Perubahan dan reformasi kultural dalam diri TNI sangat esensial, walaupun membutuhkan waktu dan kerja keras yang lama. Salah satunya adalah dengan melakukan perubahan kurikulum dalam kependidikan militer di setiap jenis dan jenjang dengan memberikan muatan mengenai perubahan paradigma tersebut. Perubahan kultural tidak akan terjadi secara tiba-tiba karena ia menyangkut dimensi-dimensi orientasi nilai, orientasi kepentingan, orientasi psikologis, dan juga historisitas TNI. Salah satu agenda yang paling penting di masa depan bagi TNI adalah di bidang reformasi kultural ini.
III. Problem Eksternalitas dalam Reformasi Internal TNI
Reformasi internal TNI yang telah berjalan sukses selama satu dasawarsa ini akan sangat dipengaruhi dan tergantung kepada faktor-faktor eksternal, khususnya dari dimensi politik ekonomi makro, dimensi hukum/peraturan perundang-undangan, dan dimensi hubungan institusional dengan pihak/lembaga di luar TNI. Hubungan dialektis antara TNI sebagai sebuah organisasi dan lembaga an sich dan sebagai lembaga yang menjadi sub-sistem dari suatu sistem nasional harus menjadi salah satu pertimbangan utama apabila diinginkan adanya suatu analisis yang cukup berbobot dan memadai untuk keperluan optimalisasi reformasi internal.
Hemat saya, masalah eksternalitas memiliki saham besar terhadap berbagai permasalahan reformasi TNI, khususnya dalam beberapa tema yang memiliki potensi politisasi tinggi dan kontroversial dalam wacana publik, sebagaimana saya sebutkan di depan. Oleh karena itu, pemahaman atas, dan penyelesaian terhadap masalah eksternalitas ini mutlak diperlukan karena dapat membantu kesimpang-siuran dalam memetakan persoalan yang pada gilirannya mempersulit perumusan solusinya.
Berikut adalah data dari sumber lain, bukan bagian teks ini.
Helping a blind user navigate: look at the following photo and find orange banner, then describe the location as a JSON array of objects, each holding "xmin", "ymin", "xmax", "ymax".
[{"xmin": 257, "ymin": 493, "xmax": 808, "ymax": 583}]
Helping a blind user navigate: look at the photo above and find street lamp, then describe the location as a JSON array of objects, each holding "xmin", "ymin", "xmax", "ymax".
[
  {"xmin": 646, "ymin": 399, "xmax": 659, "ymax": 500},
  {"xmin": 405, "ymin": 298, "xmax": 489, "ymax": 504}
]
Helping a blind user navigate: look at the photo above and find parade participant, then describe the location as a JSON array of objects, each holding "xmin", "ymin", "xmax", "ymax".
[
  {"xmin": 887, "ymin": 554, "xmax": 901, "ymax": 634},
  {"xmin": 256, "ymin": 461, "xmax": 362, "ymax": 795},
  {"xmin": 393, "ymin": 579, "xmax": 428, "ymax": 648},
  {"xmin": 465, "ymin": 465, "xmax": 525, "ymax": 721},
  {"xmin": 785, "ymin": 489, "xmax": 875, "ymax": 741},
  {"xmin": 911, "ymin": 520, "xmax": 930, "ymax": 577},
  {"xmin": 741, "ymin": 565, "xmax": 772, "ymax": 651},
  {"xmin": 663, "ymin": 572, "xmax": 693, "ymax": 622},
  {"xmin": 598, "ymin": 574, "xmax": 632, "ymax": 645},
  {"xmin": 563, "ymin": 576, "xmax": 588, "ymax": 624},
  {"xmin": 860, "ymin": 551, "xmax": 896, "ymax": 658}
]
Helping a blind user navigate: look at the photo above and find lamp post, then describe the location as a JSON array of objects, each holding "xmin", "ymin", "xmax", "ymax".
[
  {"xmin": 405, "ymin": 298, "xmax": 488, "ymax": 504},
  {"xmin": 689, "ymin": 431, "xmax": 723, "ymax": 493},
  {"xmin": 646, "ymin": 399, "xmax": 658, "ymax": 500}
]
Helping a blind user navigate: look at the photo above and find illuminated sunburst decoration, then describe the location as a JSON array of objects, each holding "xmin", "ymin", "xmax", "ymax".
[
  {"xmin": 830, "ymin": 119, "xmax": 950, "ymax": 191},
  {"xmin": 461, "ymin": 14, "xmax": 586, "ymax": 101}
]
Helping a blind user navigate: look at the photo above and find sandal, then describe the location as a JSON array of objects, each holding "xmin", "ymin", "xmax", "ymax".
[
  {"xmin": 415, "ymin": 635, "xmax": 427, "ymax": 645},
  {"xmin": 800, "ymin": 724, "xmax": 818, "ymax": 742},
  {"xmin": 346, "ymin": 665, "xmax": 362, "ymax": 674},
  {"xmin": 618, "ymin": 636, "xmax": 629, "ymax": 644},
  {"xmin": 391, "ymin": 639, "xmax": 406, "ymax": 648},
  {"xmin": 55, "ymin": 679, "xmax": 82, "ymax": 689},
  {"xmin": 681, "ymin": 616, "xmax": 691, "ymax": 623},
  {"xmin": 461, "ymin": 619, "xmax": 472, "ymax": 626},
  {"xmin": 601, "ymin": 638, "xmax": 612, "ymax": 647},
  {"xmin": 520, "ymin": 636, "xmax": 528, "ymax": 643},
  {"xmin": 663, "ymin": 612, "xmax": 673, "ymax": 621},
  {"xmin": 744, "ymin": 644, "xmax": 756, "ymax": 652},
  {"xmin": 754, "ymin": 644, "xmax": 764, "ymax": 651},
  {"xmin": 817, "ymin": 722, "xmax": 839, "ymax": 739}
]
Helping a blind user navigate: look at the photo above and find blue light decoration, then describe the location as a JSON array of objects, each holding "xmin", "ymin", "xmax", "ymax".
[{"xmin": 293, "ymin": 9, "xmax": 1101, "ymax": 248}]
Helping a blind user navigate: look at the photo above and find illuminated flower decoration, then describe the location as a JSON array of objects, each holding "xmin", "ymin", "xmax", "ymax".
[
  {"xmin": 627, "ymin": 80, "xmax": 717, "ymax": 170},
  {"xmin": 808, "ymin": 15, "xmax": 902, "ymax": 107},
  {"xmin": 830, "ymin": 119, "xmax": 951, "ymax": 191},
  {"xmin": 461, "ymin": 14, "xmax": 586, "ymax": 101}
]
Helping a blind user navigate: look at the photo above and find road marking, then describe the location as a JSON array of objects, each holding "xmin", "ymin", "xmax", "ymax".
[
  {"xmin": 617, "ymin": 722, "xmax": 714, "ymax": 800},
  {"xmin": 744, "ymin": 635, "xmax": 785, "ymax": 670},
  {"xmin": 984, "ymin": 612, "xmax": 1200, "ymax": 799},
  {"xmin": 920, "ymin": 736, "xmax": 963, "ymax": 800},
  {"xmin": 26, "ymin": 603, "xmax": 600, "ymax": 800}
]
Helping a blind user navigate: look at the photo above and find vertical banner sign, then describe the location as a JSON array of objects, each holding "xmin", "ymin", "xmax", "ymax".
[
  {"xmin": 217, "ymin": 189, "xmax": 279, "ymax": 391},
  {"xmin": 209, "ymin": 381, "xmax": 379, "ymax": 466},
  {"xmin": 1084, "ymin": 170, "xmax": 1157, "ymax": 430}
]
Apabila kedua faktor internal dan eksternal selalu dalam kondisi tidak harmonis atau tidak sinkron, saya khawatir bukan saja apa yang telah dilaksanakan secara sukses dan lancar oleh TNI dalam rangka benah dirinya menjadi sia-sia, tetapi yang lebih parah adalah apabila terjadi semacam moral hazard berupa ketidakpedulian dan kemandekan proses ke depan. Lebih jauh, jika moral hazard ini makin akut ia bisa menjadi pemicu dari sebuah bahaya yang lebih serius, yaitu krisis sistemik (systemic crises). Mengingat militer adalah sebuah organisasi milik negara yang memiliki monopoli terhadap alat-alat kekerasan dan mengingat TNI adalah kekuatan utama pertahanan negara, maka sangat mahal harga yang harus dibayar apabila krisis tersebut menjadi tak dapat diredam, yaitu terancamnya keberlanjutan dan keberadaan NKRI.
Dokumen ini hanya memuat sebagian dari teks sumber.